We will learn how to find the equation of a straight line in normal form.

The equation of the straight line upon which the length of the perpendicular from the origin is p and this perpendicular makes an angle α with x-axis is x cos α + y sin α = p

If the line length of the perpendicular draw from the origin upon a line and the angle that the perpendicular makes with the positive direction of x-axis be given then to find the equation of the line.

Suppose the line AB intersects the x-axis at A and the y-axis at B. Now from the origin O draw OD perpendicular to AB.

The length of the perpendicular OD from the origin = p and ∠XOD = α, (0 ≤ α ≤ 2π).

Now we have to find the equation of the straight line AB.

Now, from the right-angled ∆ODA we get,

\(\frac{OD}{OA}\) = cos α        

\(\frac{p}{OA}\) = cos α          

OA = \(\frac{p}{cos α}\)

Again, from the right-angled ∆ODB we get,

∠OBD = \(\frac{π}{2}\) - ∠BOD = ∠DOX = α    

Therefore, \(\frac{OD}{OB}\) = sin α

or, \(\frac{p}{OB}\) = sin α     

or, OB = \(\frac{p}{sin α}\)

Since the intercepts of the line AB on x-axis and y-axis are OA and OB respectively, hence the required

\(\frac{x}{OA}\) + \(\frac{y}{OB}\) = 1        

\(\frac{x}{\frac{p}{cos α}}\) + \(\frac{y}{\frac{p}{sin α}}\) = 1

\(\frac{x cos α}{p}\) + \(\frac{y sin α}{p}\) = 1           

x cos α + y sin α = p, which is the required form.

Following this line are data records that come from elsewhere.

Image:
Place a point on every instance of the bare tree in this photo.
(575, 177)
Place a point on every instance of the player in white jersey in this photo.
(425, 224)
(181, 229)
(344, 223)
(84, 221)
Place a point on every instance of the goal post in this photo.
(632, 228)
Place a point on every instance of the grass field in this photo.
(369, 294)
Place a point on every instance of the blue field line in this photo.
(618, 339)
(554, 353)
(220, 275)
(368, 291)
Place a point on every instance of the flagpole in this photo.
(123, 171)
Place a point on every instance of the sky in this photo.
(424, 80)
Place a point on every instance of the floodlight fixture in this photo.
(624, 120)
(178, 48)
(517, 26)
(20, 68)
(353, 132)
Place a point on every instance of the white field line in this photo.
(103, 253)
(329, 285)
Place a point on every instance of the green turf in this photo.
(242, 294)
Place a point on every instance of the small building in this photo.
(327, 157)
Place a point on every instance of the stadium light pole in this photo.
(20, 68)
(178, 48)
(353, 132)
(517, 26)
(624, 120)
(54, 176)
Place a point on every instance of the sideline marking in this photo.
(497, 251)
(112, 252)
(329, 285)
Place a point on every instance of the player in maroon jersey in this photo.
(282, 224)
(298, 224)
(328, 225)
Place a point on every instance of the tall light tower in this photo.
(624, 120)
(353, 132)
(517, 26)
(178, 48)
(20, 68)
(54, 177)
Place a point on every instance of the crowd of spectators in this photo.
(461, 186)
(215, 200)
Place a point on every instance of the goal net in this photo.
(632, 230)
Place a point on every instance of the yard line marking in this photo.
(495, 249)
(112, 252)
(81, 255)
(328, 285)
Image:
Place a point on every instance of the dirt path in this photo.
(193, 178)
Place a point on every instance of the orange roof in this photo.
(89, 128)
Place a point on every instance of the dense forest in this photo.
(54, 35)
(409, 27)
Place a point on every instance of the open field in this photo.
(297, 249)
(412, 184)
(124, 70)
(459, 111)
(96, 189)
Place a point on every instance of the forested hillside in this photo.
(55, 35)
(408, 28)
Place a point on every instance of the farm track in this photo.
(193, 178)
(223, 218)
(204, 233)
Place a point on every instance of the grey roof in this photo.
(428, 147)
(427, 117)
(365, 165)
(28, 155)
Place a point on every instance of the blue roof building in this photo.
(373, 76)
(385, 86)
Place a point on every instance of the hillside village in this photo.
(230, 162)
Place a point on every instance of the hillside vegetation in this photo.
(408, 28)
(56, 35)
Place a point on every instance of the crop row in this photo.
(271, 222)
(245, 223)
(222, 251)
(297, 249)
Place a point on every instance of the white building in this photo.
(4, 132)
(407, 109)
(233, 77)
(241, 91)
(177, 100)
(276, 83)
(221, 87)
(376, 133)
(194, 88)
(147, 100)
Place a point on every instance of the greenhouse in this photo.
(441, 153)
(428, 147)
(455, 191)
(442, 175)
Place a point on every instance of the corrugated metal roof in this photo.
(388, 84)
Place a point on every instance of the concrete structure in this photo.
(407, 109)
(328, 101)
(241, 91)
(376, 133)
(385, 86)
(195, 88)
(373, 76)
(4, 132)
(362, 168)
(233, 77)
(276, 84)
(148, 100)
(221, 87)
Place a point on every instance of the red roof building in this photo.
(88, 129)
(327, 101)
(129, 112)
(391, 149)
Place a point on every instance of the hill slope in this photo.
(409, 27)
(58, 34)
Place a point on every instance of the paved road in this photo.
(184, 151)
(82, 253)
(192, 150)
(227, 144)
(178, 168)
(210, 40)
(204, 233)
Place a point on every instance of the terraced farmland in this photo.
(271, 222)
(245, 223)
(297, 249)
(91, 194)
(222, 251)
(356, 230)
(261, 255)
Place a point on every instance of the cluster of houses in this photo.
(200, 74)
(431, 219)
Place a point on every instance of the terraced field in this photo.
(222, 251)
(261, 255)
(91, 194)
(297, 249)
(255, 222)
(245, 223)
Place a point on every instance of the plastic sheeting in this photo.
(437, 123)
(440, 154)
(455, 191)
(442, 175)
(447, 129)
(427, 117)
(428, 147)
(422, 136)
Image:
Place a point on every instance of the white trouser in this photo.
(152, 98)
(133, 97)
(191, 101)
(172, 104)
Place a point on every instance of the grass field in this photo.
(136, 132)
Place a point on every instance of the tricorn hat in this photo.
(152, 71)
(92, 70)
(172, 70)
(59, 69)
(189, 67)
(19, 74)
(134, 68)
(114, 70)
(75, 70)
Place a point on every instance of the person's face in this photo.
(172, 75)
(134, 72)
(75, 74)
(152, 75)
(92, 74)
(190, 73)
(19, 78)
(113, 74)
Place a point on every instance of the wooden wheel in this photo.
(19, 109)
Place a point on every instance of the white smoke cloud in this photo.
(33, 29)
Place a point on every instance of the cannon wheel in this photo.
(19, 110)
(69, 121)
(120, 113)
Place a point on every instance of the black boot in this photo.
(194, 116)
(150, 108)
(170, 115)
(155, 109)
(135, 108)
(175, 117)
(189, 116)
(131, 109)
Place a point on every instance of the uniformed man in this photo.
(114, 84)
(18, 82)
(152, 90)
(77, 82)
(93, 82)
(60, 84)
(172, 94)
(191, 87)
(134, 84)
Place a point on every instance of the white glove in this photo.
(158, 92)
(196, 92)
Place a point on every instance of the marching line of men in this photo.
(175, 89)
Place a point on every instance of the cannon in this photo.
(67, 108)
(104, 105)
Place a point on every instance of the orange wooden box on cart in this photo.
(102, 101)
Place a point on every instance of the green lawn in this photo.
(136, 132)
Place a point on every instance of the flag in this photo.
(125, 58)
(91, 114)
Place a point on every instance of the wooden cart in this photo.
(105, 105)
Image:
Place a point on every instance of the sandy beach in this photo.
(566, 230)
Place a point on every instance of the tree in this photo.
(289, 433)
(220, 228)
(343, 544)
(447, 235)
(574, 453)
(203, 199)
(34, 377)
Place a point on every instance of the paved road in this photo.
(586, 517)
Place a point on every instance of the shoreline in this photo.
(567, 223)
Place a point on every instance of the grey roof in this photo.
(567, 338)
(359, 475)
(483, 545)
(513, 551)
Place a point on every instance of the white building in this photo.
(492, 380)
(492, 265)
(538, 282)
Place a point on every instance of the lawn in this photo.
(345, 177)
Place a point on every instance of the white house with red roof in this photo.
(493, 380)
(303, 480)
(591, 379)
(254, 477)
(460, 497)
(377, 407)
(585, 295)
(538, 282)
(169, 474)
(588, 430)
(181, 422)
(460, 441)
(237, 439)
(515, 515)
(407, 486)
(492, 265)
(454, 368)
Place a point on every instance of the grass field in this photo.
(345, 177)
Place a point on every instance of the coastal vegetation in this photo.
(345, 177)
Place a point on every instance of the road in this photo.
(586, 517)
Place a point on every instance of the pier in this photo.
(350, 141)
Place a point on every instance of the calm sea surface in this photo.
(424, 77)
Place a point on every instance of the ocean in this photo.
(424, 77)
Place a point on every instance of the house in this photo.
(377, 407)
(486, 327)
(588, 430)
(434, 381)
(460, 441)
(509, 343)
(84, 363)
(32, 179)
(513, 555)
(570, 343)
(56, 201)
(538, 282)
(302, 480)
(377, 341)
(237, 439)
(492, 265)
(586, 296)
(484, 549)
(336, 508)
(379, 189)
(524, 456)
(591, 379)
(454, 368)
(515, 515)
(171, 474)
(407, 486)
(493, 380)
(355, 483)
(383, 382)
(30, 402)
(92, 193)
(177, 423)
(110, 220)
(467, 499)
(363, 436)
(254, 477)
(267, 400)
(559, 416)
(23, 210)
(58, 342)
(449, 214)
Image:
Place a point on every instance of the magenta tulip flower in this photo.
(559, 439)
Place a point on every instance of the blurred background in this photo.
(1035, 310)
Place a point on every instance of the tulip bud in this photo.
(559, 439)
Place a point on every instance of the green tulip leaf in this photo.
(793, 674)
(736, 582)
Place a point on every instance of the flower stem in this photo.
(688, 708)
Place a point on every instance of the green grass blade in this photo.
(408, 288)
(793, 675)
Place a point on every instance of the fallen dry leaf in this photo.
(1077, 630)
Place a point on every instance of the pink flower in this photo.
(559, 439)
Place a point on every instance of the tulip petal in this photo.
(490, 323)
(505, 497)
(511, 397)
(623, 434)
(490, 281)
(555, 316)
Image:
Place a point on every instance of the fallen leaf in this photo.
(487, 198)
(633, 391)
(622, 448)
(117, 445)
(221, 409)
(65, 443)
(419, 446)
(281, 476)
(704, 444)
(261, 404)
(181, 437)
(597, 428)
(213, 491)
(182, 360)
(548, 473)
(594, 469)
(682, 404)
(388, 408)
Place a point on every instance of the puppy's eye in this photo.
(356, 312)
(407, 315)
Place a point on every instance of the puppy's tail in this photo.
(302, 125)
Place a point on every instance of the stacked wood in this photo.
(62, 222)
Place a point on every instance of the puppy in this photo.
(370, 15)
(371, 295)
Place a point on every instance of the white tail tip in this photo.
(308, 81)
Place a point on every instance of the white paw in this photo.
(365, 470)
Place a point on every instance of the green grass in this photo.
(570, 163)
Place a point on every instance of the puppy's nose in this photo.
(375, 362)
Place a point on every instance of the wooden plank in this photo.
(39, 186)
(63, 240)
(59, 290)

Solved examples to find the equation of a straight line in normal form:

Find the equation of the straight line which is at a of distance 7 units from the origin and the perpendicular from the origin to the line makes an angle 45° with the positive direction of x-axis.

Solution:

We know that the equation of the straight line upon which the length of the perpendicular from the origin is p and this perpendicular makes an angle α with x-axis is x cos α + y sin α = p.

Here p = 7 and α = 45°

Therefore, the equation of the straight line in normal form is

x cos 45° + y sin 45° = 7

⇒ x ∙ \(\frac{1}{√2}\) + y ∙ \(\frac{1}{√2}\) = 7

⇒ \(\frac{x}{√2}\) + \(\frac{y}{√2}\) = 7

⇒ x + y = 7√2, which is the required equation.

 

Note:    

(i) The equation of a, straight line in the form of x cos α + y sin α = p is called its normal form.

(ii) In equation x cos α + y sin α = p, the value of p is always positive and 0 ≤ α≤ 360°.